Inspirados pelas discussões já realizadas entre diversos professores do time em torno desse tema, nós da GB Brasil reunimos os principais aspectos levados em conta quando o assunto é promoção de faixa. Saber o que é levado em conta ajuda o praticante a realizar um exame de consciência e saber quais os novos passo a serem dados.

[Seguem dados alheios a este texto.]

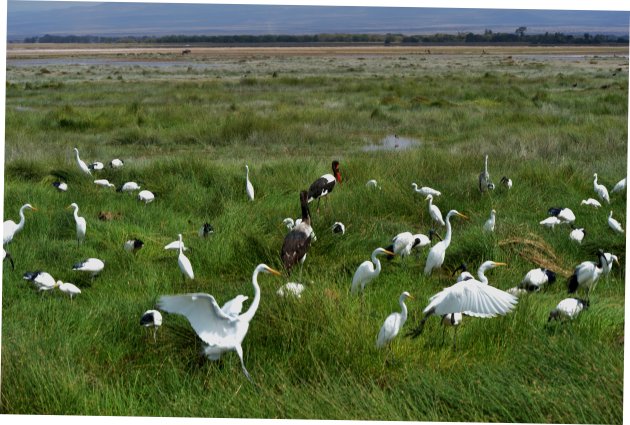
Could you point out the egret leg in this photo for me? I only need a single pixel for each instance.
(239, 351)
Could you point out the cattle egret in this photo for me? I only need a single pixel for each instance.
(434, 211)
(394, 322)
(80, 222)
(10, 228)
(614, 224)
(324, 185)
(367, 271)
(81, 164)
(601, 190)
(219, 331)
(425, 190)
(436, 255)
(249, 187)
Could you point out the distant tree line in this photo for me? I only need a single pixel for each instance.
(488, 36)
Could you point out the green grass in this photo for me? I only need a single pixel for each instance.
(187, 136)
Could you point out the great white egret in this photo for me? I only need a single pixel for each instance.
(219, 331)
(587, 274)
(42, 280)
(103, 183)
(146, 196)
(81, 164)
(80, 222)
(367, 271)
(591, 202)
(394, 322)
(425, 190)
(324, 185)
(298, 241)
(68, 288)
(151, 319)
(568, 308)
(488, 226)
(184, 263)
(434, 211)
(614, 224)
(577, 234)
(10, 228)
(92, 265)
(469, 297)
(249, 187)
(436, 255)
(535, 279)
(601, 190)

1- Ser melhor do que era antes (individualidade)Alguns alunos por não compreenderem o que é levado em avaliação para a promoção de faixa, de forma equivocada, acabam se comparando aqueles que se destacam nas competições ou nos treinos na sua unidade. A graduação é algo individual e do mesmo modo, julgada de forma individualizada. Como comparar dois alunos que entraram ao mesmo tempo no jiu-jitsu, com idades diferentes – um jovem de 20 e outro senhor de 67 -, vigor físico discrepantes, ambos com a mesma vontade de aprender, mas com individualidades que os fazem caminhar de forma diferente? Essas diferenças são reais e não se pode fazer vista grossa. O jiu-jitsu não tem hora certa para entrar na vida de uma pessoa, mas a partir do momento que entra, ele tem o poder de desenvolver “a força no corpo, o conhecimento na mente e o espírito de nunca desistir” (trecho do credo estudantil GB).

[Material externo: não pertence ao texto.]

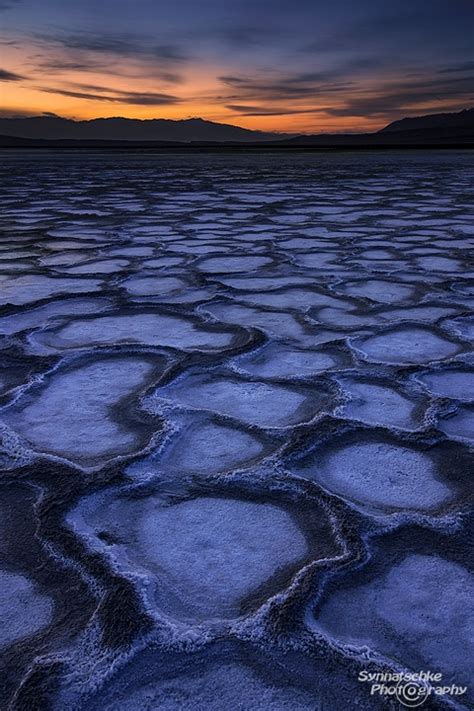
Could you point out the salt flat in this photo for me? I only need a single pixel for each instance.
(236, 411)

2- Evolução Técnica – Comprometimento
A frequência semanal é um compromisso. Comparecer as aulas, participar dos treinos, quando dentro de uma regularidade mínima já garantem, de alguma maneira, a evolução técnica. Estar focado no aprendizado é meio caminhado andado para aqueles que querem colocar em prática as técnicas aprendidas nas aulas regulares.

 3- Fidelidade
A relação de fidelidade com a GB começa a partir do momento em que você veste o uniforme pela primeira vez. Representar o escudo vermelho requer também fidelidade aos princípios e regras GB. Contudo devemos ir além, não sendo apenas fiéis, e sim leais ao time. Lealdade é algo mais profundo,  é o vínculo criado naturalmente e mantido por livre espontânea vontade. Tem relação com valores pessoais.

 

Agora que você já sabe alguns dos principais pontos discutidos na hora da avaliação da graduação, é hora de fazer sua auto análise. Tire alguns minutos para refletir sobre a sua postura nas aulas, campeonatos e fora dos tatames também. Sempre há um novo começo esperando para ser escrito!